The rise of data science platforms – notes from Predict 2017
Written by Robert Coyle
Note: This article is taken from the yet unreleased Predict Book – notes from Predict Conference 2017.
At this year’s Predict conference, Creme Global Founder and CEO, Cronan McNamara, talked about the democratisation of data, finding ways to make predictive analytics available to a wide range of users inside organisations, not just data scientists. This year he delved into how it can happen by looking at the fast-growing market for data science platforms, and his company’s own Experts Model platform.
Wikibon forecasts that the Big Data market will double from $43 billion today to just over $84 billion by 2026. Six years ago it was under $8 billion, highlighting how spectacular the growth has been and will continue to be. The impact hasn’t been lost on business leaders – an Accenture survey reveals that 89 per cent believe Big Data will revolutionise business operations in the same way the internet did.
McNamara identified data science platforms as the enabler of this change. He used Gartner’s definition to summarise what they are: “A cohesive software application that offers a mixture of basic building blocks essential for creating all kinds of data science solutions, and for incorporating those solutions into business processes, surrounding infrastructure and products.”
Big names in the space include tech multinational likes IBM, SAS, SAP and Oracle. A signal of growing maturity in the sector is Gartner’s first Magic Quadrant for Advanced Analytics, where newer entrants like RapidMiner, Domino Data Lab, H2O and Dataku make an appearance. Gartner talks about the quadrant companies in terms of their vision as well as their ability to execute.
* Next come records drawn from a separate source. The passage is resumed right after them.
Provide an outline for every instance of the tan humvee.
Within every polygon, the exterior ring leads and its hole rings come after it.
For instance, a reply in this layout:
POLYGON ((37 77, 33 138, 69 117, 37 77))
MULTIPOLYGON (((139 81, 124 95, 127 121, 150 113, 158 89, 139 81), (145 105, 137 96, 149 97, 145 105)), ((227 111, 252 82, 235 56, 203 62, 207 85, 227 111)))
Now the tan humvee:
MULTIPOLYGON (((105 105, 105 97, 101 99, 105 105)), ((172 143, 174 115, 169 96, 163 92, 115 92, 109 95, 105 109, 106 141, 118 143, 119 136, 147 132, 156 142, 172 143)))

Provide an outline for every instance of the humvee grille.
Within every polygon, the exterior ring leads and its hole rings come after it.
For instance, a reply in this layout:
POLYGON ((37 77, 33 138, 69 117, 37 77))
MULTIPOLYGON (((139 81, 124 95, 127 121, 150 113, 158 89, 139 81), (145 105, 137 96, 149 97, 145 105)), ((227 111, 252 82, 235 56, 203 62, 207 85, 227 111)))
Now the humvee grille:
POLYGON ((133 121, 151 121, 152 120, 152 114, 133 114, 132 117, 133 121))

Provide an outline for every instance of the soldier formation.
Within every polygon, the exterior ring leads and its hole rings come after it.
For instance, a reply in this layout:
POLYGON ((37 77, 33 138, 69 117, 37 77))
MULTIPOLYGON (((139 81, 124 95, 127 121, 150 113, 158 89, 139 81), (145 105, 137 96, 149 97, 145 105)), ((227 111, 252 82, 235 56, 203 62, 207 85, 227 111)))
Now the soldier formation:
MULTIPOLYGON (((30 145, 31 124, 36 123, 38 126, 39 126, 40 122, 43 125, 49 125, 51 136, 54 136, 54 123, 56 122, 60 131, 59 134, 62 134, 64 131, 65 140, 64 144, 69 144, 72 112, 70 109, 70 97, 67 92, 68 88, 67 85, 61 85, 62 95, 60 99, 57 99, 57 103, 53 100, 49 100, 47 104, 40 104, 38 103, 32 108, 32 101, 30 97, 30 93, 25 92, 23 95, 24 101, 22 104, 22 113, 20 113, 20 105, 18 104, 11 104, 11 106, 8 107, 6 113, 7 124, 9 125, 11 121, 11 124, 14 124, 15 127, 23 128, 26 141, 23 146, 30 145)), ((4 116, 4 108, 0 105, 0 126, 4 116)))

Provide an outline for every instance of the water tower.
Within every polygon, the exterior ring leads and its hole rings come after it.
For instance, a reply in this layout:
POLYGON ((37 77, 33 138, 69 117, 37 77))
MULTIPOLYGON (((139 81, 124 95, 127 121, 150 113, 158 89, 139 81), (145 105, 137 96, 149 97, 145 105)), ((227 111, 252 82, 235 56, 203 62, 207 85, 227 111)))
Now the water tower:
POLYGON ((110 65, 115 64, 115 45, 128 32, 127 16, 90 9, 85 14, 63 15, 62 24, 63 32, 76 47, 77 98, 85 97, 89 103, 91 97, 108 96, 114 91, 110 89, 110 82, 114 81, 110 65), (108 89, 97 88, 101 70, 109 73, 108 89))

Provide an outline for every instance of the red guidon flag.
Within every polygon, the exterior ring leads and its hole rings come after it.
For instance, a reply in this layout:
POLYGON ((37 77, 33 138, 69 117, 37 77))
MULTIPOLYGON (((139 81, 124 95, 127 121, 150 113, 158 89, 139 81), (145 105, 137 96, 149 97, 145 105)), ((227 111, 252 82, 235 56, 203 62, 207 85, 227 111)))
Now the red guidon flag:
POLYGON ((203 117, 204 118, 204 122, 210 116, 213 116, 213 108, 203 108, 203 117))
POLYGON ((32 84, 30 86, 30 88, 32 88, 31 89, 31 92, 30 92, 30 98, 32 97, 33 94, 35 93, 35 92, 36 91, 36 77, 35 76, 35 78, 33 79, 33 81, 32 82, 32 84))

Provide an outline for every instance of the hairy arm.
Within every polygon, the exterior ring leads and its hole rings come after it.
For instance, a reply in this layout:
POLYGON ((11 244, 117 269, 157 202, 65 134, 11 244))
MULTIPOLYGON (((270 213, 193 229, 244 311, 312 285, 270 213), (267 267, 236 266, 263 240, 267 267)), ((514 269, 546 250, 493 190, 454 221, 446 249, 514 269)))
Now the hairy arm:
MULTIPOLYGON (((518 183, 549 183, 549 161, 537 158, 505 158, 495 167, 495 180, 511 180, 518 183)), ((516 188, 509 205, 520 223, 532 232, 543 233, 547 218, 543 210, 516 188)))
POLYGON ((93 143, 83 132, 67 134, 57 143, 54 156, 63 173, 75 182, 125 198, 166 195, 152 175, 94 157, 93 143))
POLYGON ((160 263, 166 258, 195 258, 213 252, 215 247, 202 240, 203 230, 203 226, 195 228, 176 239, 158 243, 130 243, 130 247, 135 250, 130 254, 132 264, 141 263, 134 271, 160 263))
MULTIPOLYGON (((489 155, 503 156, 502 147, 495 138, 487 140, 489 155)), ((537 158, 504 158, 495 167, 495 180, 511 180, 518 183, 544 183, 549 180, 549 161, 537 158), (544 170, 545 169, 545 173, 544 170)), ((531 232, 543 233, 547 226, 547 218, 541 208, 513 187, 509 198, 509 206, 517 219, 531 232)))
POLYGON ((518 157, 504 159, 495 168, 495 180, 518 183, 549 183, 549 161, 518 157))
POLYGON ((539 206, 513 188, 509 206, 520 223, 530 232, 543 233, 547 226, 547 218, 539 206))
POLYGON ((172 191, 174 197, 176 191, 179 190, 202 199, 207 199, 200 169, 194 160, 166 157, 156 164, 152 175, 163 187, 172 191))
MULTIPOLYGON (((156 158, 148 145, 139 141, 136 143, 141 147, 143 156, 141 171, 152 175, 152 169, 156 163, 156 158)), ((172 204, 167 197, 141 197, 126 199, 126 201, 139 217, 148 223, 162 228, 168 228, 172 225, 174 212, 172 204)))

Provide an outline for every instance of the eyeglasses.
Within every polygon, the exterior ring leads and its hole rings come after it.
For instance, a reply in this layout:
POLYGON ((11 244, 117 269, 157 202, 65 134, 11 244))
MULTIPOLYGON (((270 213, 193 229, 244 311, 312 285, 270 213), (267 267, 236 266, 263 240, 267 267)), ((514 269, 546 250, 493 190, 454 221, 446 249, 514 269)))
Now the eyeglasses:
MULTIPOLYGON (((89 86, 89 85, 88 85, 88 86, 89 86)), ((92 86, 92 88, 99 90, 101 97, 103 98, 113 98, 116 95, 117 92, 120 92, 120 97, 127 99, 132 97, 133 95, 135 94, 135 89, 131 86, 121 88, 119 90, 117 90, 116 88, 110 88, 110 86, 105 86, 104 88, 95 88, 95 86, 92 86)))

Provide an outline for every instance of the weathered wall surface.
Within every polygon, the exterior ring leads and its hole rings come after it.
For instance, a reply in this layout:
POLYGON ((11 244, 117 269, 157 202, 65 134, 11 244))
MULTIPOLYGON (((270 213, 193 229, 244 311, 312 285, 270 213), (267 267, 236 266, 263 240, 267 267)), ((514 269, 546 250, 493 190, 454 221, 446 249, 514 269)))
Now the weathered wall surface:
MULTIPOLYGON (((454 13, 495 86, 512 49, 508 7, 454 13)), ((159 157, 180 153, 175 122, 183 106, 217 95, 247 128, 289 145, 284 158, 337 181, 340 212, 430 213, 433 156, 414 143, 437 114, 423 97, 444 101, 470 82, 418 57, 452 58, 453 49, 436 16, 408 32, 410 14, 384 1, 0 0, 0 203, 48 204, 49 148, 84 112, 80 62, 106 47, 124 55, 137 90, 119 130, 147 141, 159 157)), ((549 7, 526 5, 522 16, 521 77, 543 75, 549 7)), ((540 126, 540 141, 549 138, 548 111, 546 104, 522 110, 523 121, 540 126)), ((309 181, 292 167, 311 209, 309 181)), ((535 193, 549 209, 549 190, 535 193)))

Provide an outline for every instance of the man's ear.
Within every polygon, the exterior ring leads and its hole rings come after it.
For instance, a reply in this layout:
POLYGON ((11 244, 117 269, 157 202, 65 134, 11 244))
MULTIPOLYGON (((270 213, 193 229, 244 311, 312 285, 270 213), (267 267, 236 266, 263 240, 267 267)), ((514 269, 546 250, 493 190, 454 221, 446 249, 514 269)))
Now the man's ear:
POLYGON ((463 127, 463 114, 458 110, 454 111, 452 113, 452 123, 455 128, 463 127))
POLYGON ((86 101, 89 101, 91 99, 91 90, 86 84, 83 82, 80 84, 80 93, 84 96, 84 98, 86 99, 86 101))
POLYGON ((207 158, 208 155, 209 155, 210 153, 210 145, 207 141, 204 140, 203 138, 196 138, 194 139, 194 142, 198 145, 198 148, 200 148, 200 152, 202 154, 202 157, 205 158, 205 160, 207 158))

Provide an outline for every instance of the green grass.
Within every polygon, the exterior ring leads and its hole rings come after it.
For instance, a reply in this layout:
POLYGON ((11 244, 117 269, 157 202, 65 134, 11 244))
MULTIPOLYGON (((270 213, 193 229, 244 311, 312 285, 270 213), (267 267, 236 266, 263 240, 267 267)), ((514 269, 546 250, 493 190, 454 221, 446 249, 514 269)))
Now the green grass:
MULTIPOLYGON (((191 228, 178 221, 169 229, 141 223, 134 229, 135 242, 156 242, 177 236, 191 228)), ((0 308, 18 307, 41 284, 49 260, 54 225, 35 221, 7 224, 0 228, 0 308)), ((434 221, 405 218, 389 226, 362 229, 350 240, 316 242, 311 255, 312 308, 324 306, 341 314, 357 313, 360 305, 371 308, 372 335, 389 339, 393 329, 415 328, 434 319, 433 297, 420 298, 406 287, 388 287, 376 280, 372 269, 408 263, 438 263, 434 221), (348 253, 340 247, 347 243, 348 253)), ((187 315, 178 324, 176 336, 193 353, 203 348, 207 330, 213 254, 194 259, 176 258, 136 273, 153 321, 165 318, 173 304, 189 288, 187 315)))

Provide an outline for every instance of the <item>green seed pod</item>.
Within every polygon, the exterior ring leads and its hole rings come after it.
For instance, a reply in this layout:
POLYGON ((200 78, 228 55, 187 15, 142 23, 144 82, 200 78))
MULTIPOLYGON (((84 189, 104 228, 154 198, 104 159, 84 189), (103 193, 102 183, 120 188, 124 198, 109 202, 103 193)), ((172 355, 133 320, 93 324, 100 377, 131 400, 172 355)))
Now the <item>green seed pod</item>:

Another significant change has been the growth of open source tools. The large multinationals use their own proprietary code but there is a growing number of platforms and solutions written in python, now more popular than R as the programming language for data analysis. “It’s taken the lead over R for the first time and it’s accelerating faster. We’ve been using it a lot in Creme Global,” said McNamara.
His Experts Model platform evolved out of many years designing, building and deploying data science models. The goal was to develop user-friendly environments where non-programmers can access all the power of data. McNamara describes the platform as an R&D project that’s evolving all the time, but it’s very much open for business. Creme sources, acquires and curates global datasets – some are open, complex and hard to work with; others proprietary – and uses them in data crunching projects that serve the needs of multiple industries.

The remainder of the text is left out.